Tuesday, 1 April 2014

[REVIEW] - The Raid 2

Iko Uwais in fight scene in The Raid 2 Berandal
Director: Gareth Evans (The Raid, V/H/S 2)
Starring: Iko Uwais, Alex Abbad, Julie Estelle, Yaya Ruhain, Arifin Putra
Certificate: 18
Run-time: 150 minutes


IN SHORT: The Raid 2 is a near-perfect martial arts picture that transcends the genre and it's about to become your new favourite film and the envy of every action movie director around the world.
 
It's almost a definitive fact that sequels are never better than the original movie. With a sequel comes expectation and in this case, a lot more financial responsibility. Made on a tiny budget, in a country not renowned for its cinema, The Raid stunned action movie enthusiasts and put Welsh director Gareth Evans and pencak silat martial artist, Iko Uwais, on the global map. Recreating the magic of your first film can be a daunting, seemingly-impossible task for inexperienced film-makers but Evans isn't your typical one-hit wonder director. The Raid 2 is an ostentatiously ambitious sequel that manages to hit harder, faster and far bloodier than it's predecessor and in the confines of a richer story.

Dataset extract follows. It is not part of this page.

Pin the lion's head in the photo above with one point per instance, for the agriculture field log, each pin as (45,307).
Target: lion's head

The Raid saw Rama (Iko Uwais) rip down an entire building of seasoned thugs and drug dealers. This was just the beginning as the wall of men killed in that building are no more than a cog in a much larger, hierarchical operation that includes corrupt cops and affluent politicians. In order to expose suspected police corruption, Rama must infiltrate the crime syndicates and ingratiate himself into the Indonesian criminal underworld. By rubbing shoulders with the kingpins and criminals oppressing the country, Rama can bring them down from the inside. But these syndicates are supremely organised and when you cut off one head, another two grow back instantly...

The Raid 2 Berandal bloody gruesome still
Blood and gore is kept to a maximum!
The Raid 2 is a remarkably made martial arts film filled with crowd-pleasing moments of pure adrenaline. Simultaneously brutal and elegant, the frantic fight choreography is both hypnotic and difficult to watch due to the extreme gore. The immersion of the fight scenes is helped by the fact that every actor is a professionally trained martial artist. Gareth Evans isn't in the business of miming and play-fighting; he lets Iko Uwais and co do what they do best, whilst keeping his camera moving with impressive fluidity. The editing and sound design is a key factor in making the fight scenes so viscerally enthralling as bones crunch and flesh tears with a nauseous level of realism. 

And the scale of the fight scenes is much larger than the first movie as Evans experiments more with locations and multiple cameras. Whereas a lot of The Raid is confined to narrow corridors, The Raid 2 is limitless as the violence spills out onto the streets of Indonesia. Perhaps the most impressive scene is a free-for-all inside a rain-drenched, muddy prison yard as Rama fights fellow inmates with crudely constructed shanks and a broom. This grueling scene is shot in only a few long takes as Evans' kinetic camerawork moves around the yard, swooping in and out of the action from various viewpoints. Or perhaps the exhilarating car-chase scene that see's Rama fight four men at close quarters, whilst trying to dodge the bullets being sprayed by a pursuing motorbike.

Iko Uwais as Rama in mud prison scene in The Raid 2
Why use a gun when you've got a broom stick?
Critics praised The Raid for its achievements as an action film but responded negatively to the thinly plotted narrative. This time round, Evans has crafted a more expansive story, one that feels intrinsic to the film and transcends the action movie genre. The filmic world of The Raid 2 feels more abundantly realised as new, fully-written characters like Uco, Bejo and a devastating villain known quite simply as 'Hammer Girl' take centre stage. Furthermore, Evans breaks up the ultra-violence with some brilliantly timed moments of black comedy that almost mock the sheer absurdity of the events surrounding Rama.

At 150 minutes long, The Raid 2 is one of those rare movies that feels a lot shorter than it truly is. In fact, the only major criticism I have is that certain important plot-points feel under-explained and that occasionally you'll find yourself wanting to take a breather so you can catch up! Overall though, if The Raid was Gareth Evans' introduction to cinema, The Raid 2 is his defiant message that he's here to stay as he effortlessly pushes the envelope. The Raid 2 is a near-perfect martial arts picture that transcends the genre and it's about to become your new favourite film and the envy of every action movie director around the world.

1 comment:

  1. So far I remember one of Bunawar's dialogue, He said to Rama through the cellphone that Rama's task is only to get enough information to reveal the corruption in the police department and nothings to do with the gangsters yet He was too far in the end.